So i guess this is me being honest and open about my issues, normally im not so brutally honest but ive been inspired to do so in hopes that i can get advice or i don’t even know. I guess the first place to start is i guess i was always depressed because I used to get bullied when i was little even in middle school. They would bully me because of my weight and what i liked, and it just would never stop which just made me feel worse. I barely had any friends, and it just made me feel so alone. I hated it an it expanded into my teen years because i still barely had friends, and felt like i had no one to turn to about my issues. I also was depressed because my parents were fighting and ignoring their own children’s issues.
I also guess my anxiety started around my teen years as well, because i couldn’t control my parents fighting hell i couldn’t control anything except my self harm. Basically i started self harm because i couldn’t control anything, the only thing i could control was the pain i caused myself and it felt good at the time. Im a recovering self harmer and its still hard to not relapse because things seem to fall apart so much.
But those are things im pretty open and honest about along with my BPD, but i guess there are things i haven’t been honest about. Like my eating disorder? I don’t even know what to call it really i have always had a rough time with food when i was younger i used it as a coping tool because it made me feel better and didn’t not listen to me. Or made me feel ashamed for being upset , or call me cute for a fat girl like my own mother did. And it did help i wasn’t diagnosed with thyroid problems till middle school, so i gained weight like crazy and couldn’t do anything about it. I still can’t it only got worse as i got in high school and wouldn’t eat sometimes till dinner or barely eat. Or i would eat tons of food, then barely eat the next day because i felt fat. And i can work out and eat right all i want , and there isn’t a thing where i might be at the right weight. And recently ive been struggling so much with the disordered eating because i finally lost weight, but im still not the weight i want to be. So some days i barely eat and others i eat alot more than i should.

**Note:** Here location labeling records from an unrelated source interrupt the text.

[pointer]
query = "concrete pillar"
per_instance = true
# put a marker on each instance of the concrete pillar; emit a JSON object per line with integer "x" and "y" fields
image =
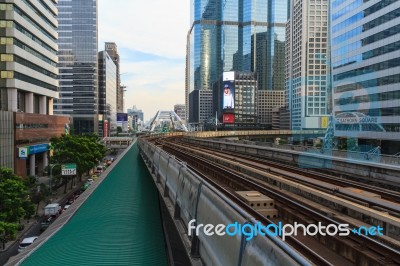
{"x": 32, "y": 163}
{"x": 29, "y": 102}
{"x": 42, "y": 105}
{"x": 12, "y": 100}
{"x": 50, "y": 111}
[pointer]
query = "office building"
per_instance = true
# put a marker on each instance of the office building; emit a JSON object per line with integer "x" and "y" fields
{"x": 77, "y": 65}
{"x": 366, "y": 72}
{"x": 111, "y": 48}
{"x": 230, "y": 36}
{"x": 28, "y": 85}
{"x": 235, "y": 99}
{"x": 267, "y": 101}
{"x": 307, "y": 63}
{"x": 280, "y": 118}
{"x": 107, "y": 95}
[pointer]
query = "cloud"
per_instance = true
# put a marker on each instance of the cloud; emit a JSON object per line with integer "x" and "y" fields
{"x": 151, "y": 40}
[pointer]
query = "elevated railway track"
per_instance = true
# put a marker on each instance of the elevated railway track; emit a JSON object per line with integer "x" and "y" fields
{"x": 356, "y": 249}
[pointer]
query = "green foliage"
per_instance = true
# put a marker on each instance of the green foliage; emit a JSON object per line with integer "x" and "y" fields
{"x": 85, "y": 151}
{"x": 15, "y": 203}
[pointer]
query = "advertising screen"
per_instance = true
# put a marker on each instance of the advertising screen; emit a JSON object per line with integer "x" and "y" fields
{"x": 228, "y": 95}
{"x": 229, "y": 118}
{"x": 122, "y": 117}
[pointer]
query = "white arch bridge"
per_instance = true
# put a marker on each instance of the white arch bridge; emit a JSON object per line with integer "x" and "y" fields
{"x": 166, "y": 119}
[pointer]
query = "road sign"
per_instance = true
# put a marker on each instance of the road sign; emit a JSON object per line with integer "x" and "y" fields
{"x": 68, "y": 169}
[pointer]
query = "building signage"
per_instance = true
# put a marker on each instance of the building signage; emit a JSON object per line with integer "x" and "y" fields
{"x": 68, "y": 169}
{"x": 228, "y": 95}
{"x": 122, "y": 117}
{"x": 229, "y": 118}
{"x": 38, "y": 148}
{"x": 105, "y": 128}
{"x": 357, "y": 120}
{"x": 23, "y": 152}
{"x": 324, "y": 121}
{"x": 228, "y": 76}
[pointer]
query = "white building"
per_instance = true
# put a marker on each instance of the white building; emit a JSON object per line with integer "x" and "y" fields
{"x": 307, "y": 63}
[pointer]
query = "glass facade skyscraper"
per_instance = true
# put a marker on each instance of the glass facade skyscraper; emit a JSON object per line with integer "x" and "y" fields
{"x": 240, "y": 35}
{"x": 366, "y": 70}
{"x": 77, "y": 43}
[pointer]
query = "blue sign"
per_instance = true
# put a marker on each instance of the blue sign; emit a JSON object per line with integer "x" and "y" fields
{"x": 38, "y": 148}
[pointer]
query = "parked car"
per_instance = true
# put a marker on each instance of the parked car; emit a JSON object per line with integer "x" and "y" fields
{"x": 100, "y": 169}
{"x": 46, "y": 223}
{"x": 26, "y": 242}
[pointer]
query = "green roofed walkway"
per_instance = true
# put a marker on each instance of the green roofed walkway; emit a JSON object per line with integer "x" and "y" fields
{"x": 119, "y": 224}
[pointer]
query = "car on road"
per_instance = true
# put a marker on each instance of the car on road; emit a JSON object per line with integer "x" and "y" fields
{"x": 100, "y": 169}
{"x": 26, "y": 242}
{"x": 46, "y": 223}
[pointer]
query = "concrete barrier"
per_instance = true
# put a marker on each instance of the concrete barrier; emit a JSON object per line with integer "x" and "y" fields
{"x": 193, "y": 198}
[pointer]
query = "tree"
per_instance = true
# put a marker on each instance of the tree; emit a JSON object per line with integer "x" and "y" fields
{"x": 86, "y": 151}
{"x": 15, "y": 203}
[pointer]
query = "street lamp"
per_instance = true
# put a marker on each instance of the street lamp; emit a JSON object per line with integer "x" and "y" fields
{"x": 51, "y": 176}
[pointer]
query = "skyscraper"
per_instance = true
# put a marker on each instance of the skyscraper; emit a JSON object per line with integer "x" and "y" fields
{"x": 307, "y": 63}
{"x": 111, "y": 49}
{"x": 107, "y": 95}
{"x": 238, "y": 35}
{"x": 28, "y": 84}
{"x": 77, "y": 65}
{"x": 366, "y": 71}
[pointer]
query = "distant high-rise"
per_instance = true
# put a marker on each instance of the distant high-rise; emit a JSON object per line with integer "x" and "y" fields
{"x": 244, "y": 36}
{"x": 107, "y": 95}
{"x": 180, "y": 110}
{"x": 307, "y": 63}
{"x": 78, "y": 64}
{"x": 111, "y": 49}
{"x": 366, "y": 71}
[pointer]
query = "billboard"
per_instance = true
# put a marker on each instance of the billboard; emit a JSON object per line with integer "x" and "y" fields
{"x": 105, "y": 128}
{"x": 228, "y": 95}
{"x": 122, "y": 117}
{"x": 228, "y": 76}
{"x": 229, "y": 118}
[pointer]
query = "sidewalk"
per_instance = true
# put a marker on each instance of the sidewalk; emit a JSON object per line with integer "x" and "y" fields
{"x": 58, "y": 197}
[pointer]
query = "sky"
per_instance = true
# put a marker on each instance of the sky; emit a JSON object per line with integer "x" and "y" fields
{"x": 151, "y": 40}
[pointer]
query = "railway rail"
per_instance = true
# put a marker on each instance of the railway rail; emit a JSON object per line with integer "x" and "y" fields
{"x": 390, "y": 202}
{"x": 378, "y": 252}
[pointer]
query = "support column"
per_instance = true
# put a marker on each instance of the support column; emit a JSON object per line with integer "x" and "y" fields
{"x": 12, "y": 100}
{"x": 32, "y": 163}
{"x": 42, "y": 105}
{"x": 29, "y": 102}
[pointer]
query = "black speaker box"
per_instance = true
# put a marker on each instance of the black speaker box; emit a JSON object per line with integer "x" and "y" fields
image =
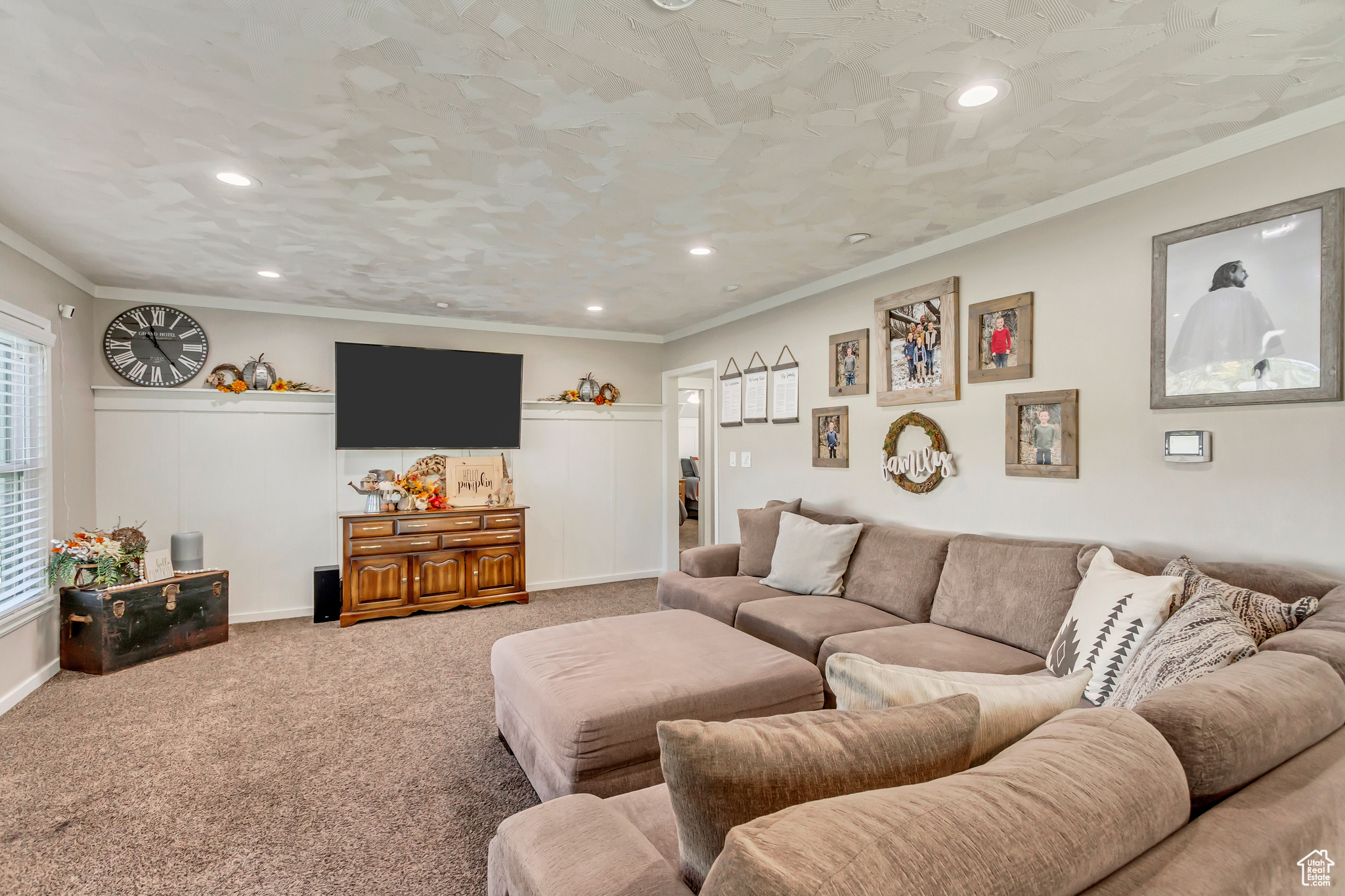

And on top of that i keep feeling more suicidal on and off, which isn’t fun for someone who has Borderline Personality Disorder because when we feel like that it’s like ripping our own skin off. It’s a struggle to not relapse with cutting because like i said i feel like everything is falling apart and that im not good enough at my job, being a mod, being a good partner. I just don’t know what to do anymore, im so scared to reach out to people because i don’t want to be a bother. Plus im seeing a new therapist which is great but also fucking with me because they don’t know me or get that when im in a low im majorly in a low.
Plus my gender is messing with me more than ever, i don’t feel like a guy anymore but i also don’t feel like a girl. I don’t really mind any pronouns , i mean i rather be referred to as a guy more than a girl but that’s just because being referred to as a girl makes me cringe. Like i don’t mind wearing nails, makeup, or dresses while being referred to as a guy. But legit being referred to as a girl while wearing that stuff just no. Im just so confused and don’t know what to do, and it sucks.
Sorry for all the rambling i just i need advice and don’t know what to do anymore, im on the edge an i can’t be hiding anymore. Cause im sick of hiding behind the fear that people will judge me and hate me or not love me.